I admit that following code instruction by instruction for checking if 
an interrupt trigger could bring to problems is tricky. The use of a 
double buffer (next1_s and next2_s) is obscure at first.

Maybe it could be simpler to disable and enable interrupts, without 
worrying about next pending audio stream.

--- audio.c ---
typedef struct {
   const uint16_t *samples;
   size_t size;
   uint16_t *s;
} AudioStream;

static AudioStream curr_s;      // current stream in playing
static AudioStream *curr;       // used mainly as atomic flags

void Timer_ISR(void) {
   uint16_t sample;
   bool dac_refresh = false;
   if (curr) {        // we are playing a stream
     if (curr->s == NULL) {
       curr->s = curr->samples;
     }
     sample = *(curr->s);
     dac_refresh = true;
     if (++curr->s - curr->samples == curr->size) {
       curr = NULL;   // last sample processed
     }
   }
   if (dac_refresh) DAC_VAL = sample;
}

void play(const uint16_t *samples, size_t size)
{
   disableInterrupts();  // start of critical section
   curr_s.samples = samples;
   curr_s.size = size;
   curr_s.s = NULL;
   curr = &curr_s;
   enableInterrupts();   // end of critical section
}
--- audio.c ---

In this solution, I don't need the init member in AudioStream structure: 
I use s member to understand if it is initialized or not.

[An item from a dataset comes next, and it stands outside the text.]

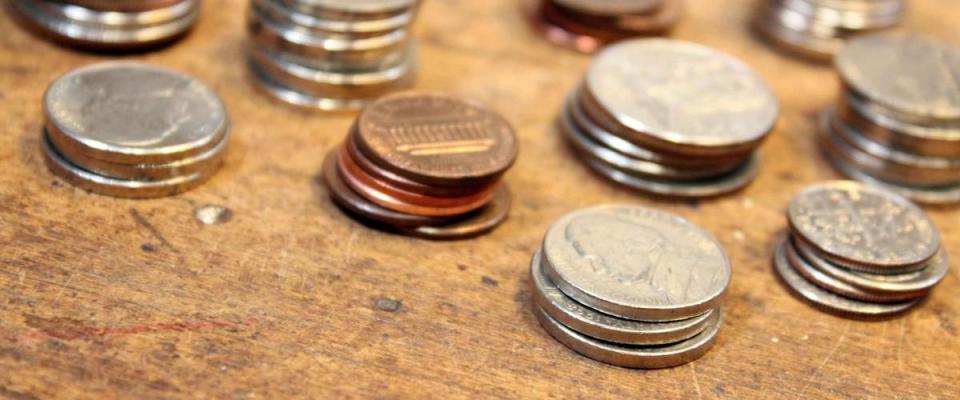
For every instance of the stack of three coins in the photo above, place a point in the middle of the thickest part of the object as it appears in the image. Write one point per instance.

Here I don't need volatile for any variables managed in play(): after 
entering critical section, all the variables can't be changed 
asyncronously (interrupts are disabled), so their access can be normally 
optimized.
[It is possible to disable only the Timer interrupt and not all the 
interrupts.]

The only problem is to avoid optimizer to move instructions from inside 
the critical section to outside (before disableInterrupts() or after 
enableInterrupts()).
This is one thing I never taked care until David explanation.

One solution to avoid reordering is to embed a memory barrier in 
disableInterrupts() and enableInterrupts(). The memory barrier 
guarantees that the memory accesses before and after it (inside critical 
section in our case) aren't optimized (reordered), even if curr_s and 
curr aren't volatile (David, is this right?).


If the code is for Atmel AVR architecture, I think it is better to use 
macros from <util/atomic.h>:

#include <util/atomic.h>
...
void play(const uint16_t *samples, size_t size)
{
   ATOMIC_BLOC(ATOMIC_FORCEON) {
     curr_s.samples = samples;
     curr_s.size = size;
     curr_s.s = NULL;
     curr = &curr_s;
   }
}

The macro ATOMIC_BLOCK automatically disable interrupts at the beginning 
(using a memory barrier) and enable interrupt at the end (using again a 
memory barrier).

Incidentally, I noticed a strange thing in <util/atomic.h> and 
<interrupt.h>:

--- <interrupt.h> ---
...
#define sei()  __asm__ __volatile__ ("sei" ::: "memory")
...
--- <interrupt.h> ---

--- <util/atomic.h> ---
...
static __inline__ void __iSeiParam(const uint8_t *__s)
{
   sei();
   __asm__ volatile ("" ::: "memory");
   (void)__s;
}
...
--- <util/atomic.h> ---

Why adding a memory barrier after sei() in __iSeiParam() if sei() macro 
alreay has a memory barrier?

Anyway, reading <util/atomic.h> is very instructive, because many tricks 
of C language and gcc compiler are used there (for example, cleanup 
attribute of a variable).


If the code is for Cortex-Mx architectures, macros proposed by Tim or 
David can be used. I don't know if it is necessary to add DSB and ISB hw 
memory barriers after "cpsid i", to be sure pending interrupts won't 
really trigger after disabling interrupts instruction.